I'm currently doing some studies on a new quantitative unit in Linguistics, the so called Motifs. A Motif is a ascending (or descending) sequence of quantitative linguistic properties. For a better intuition, here's an example
- I did not inhale and never tried it again
- (1 3 3 6) (3 5 5) (2 5)
There's the example sentence (1) and it's representation in l-Motifs in (2). An l-Motif is a sequence of length, in this case lenght of words in letter count. There are also f-Motifs, which are motifs of frequencies, e.g. frequency of the word in a corpus. Motifs can be taken from motifs, e.g. it is possible to count the lenght of an l-Motif. The first length in (2) would be 4. On this numbers it is again possible to find ascending sequences which again build motifs.

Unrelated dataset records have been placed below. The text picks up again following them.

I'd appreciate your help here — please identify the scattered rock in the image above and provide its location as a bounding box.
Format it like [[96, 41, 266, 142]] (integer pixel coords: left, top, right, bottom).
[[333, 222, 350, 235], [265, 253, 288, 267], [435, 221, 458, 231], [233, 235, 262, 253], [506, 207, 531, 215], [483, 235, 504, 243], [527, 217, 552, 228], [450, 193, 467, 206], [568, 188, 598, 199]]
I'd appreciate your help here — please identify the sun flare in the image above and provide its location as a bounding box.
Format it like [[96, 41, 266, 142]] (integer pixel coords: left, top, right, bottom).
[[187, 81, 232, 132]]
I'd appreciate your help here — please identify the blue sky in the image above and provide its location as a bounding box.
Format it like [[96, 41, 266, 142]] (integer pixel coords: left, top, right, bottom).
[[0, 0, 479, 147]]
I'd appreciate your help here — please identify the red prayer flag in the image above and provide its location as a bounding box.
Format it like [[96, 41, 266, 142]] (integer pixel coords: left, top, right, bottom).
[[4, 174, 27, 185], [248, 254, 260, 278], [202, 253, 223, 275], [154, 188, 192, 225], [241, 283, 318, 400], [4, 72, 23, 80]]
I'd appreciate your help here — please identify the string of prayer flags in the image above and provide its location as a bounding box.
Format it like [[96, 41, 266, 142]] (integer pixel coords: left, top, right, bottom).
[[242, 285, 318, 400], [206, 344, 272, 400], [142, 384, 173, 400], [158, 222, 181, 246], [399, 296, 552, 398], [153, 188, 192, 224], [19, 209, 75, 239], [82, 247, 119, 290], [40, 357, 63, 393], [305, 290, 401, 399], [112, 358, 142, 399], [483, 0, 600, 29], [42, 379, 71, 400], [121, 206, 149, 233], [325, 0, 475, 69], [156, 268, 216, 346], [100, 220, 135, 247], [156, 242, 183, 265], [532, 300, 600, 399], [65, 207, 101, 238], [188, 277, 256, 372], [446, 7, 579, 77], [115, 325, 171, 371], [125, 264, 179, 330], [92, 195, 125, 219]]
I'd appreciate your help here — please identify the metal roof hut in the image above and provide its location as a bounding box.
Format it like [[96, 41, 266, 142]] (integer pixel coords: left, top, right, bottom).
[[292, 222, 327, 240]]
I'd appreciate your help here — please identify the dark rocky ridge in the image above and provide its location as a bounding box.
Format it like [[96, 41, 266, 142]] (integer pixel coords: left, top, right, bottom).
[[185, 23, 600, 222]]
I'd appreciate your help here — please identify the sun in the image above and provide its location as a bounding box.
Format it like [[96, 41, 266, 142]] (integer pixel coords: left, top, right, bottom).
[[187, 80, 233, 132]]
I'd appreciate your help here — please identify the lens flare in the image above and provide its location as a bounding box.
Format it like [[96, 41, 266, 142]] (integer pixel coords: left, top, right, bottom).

I want to formalize this "unit" and it's properties for further computations. I thought on modelling it as "Motifs Category". When I understand the meaning of categories right, there are four properties which must be given.
- there need to be object (in this case the different motifs and of course the abstract object of text, which is "transformed" to a motif)
- there need to be morphisms (in this case it would be the mapping from a text to a motif structure and from a motif structure to a motifs structure, either l- or f-)
- there need to be an identity morphism (which is obvious I think)
- there need to be a composition (I can build a f-motif structure from a l-motif structure from a f-motif structure etc.)
My questions now are:
- Are the assumptions on categories right?
- Is this really the right intuition behind the "Motifs Category" to be modelled?
- If the above are true: What would be the right way to write it?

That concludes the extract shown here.